"Czasy są ciężkie. Dla wszystkich. Rząd w końcu przyznał 400 milionów artystom, którzy o to go poprosili. Nie nam oceniać kto z nich jest w tak tragicznej sytuacji, by rząd o taką zapomogę prosić. Jeśli nie widzą w tym jakiejkolwiek niestosowności to niech biorą jak dają" - pisze na facebookowym fanpage'u Kultu Kazik Staszewski. "My nie prosiliśmy, chociaż sytuacja w Kulcie daleka jest od choćby różowej. Niektórzy koledzy już zarabiają w inny sposób, dzieląc swój czas na pracę i próby. Właściwie wróciliśmy do czasów gdy zaczynaliśmy. Jednak od tych.... (z trudnością powstrzymujemy się od użycia wulgaryzmu) nic nie chcemy" - kwituje artysta i zachęcił fanów do wsparcia zespołu przez kupowanie najnowszej płyty z koncertu na Pol'and'Rock Festival. "Przy okazji posłuchasz i obejrzysz największy koncert, jaki odbył się na ziemi polskiej kiedykolwiek. A zaręczamy - słaby nie był. I załatwimy to bez pośrednictwa tych panów (i pań)" - dodaje Kazik.

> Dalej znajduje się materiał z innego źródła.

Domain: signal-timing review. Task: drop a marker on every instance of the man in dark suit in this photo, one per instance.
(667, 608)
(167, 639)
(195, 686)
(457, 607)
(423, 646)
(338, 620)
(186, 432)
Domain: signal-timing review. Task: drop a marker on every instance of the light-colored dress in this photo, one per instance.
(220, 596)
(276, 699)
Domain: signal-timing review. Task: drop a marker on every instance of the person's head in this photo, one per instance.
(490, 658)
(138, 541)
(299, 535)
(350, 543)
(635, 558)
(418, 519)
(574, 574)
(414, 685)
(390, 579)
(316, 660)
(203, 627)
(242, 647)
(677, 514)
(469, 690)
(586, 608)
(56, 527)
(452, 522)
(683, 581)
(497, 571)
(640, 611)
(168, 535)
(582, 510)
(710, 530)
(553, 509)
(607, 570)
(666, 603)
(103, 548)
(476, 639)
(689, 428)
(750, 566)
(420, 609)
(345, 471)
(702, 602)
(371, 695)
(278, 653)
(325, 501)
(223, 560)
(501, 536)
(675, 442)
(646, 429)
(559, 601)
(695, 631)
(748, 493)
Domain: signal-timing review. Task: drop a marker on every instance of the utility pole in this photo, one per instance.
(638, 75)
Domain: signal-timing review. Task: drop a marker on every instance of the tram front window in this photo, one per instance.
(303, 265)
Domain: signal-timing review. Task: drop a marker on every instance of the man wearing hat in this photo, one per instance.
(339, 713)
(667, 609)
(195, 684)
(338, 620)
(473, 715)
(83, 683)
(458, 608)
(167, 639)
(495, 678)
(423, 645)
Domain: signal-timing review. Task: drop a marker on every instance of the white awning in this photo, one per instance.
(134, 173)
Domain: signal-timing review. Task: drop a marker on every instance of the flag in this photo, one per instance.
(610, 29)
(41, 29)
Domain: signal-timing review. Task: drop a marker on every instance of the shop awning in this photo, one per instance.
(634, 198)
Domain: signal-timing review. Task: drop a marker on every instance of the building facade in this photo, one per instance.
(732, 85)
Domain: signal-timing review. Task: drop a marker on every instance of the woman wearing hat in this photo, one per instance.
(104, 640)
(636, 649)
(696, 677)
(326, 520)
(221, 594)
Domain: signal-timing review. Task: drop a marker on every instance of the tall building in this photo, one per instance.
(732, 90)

W stronę tych, którzy skorzystali z rządowej pomocy, internauci wymierzyli falę krytyki. Wielu pytało m.in., dlaczego spółka Golec Fabryka, należąca do Łukasza i Pawła Golców, otrzymała prawie dwa miliony złotych (1 894 670 zł). Podobne pytania zadawano też np. w kontekście Kamila Bednarka, któremu przypadło pół miliona złotych. Wokalista nie pozostawił sprawy bez słowa i napisał na Facebooku:
Prowadzę od kilku lat działalność, zatrudniam ludzi, płace podatki jak każdy obywatel, płace ZUS i inne ściągane przez Urząd Skarbowy opłaty... Każdy, kto ma zarejestrowaną działalność w obrębie kategorii kulturalno-artystycznej mógł wystartować w projekcie. W moim imieniu postulował o to manager. Gratuluje wszystkim, komu udało się dostać dofinansowanie na przyszłe branżowe działania. Wierze, że mądrze je wykorzystacie i nie będziecie zmuszeni ich oddać z powrotem. (...) Nie rozumiem, dlaczego media wyszczególniły na tapecie głównie moje nazwisko spośród ponad dwóch tysięcy podmiotów. Może właśnie dlatego, że nie opowiedziałem się nigdy za żadną opcją polityczną?! Może dlatego, że uczciwie prowadzę firmę i nie wymieniam pieniędzy pod stołem?!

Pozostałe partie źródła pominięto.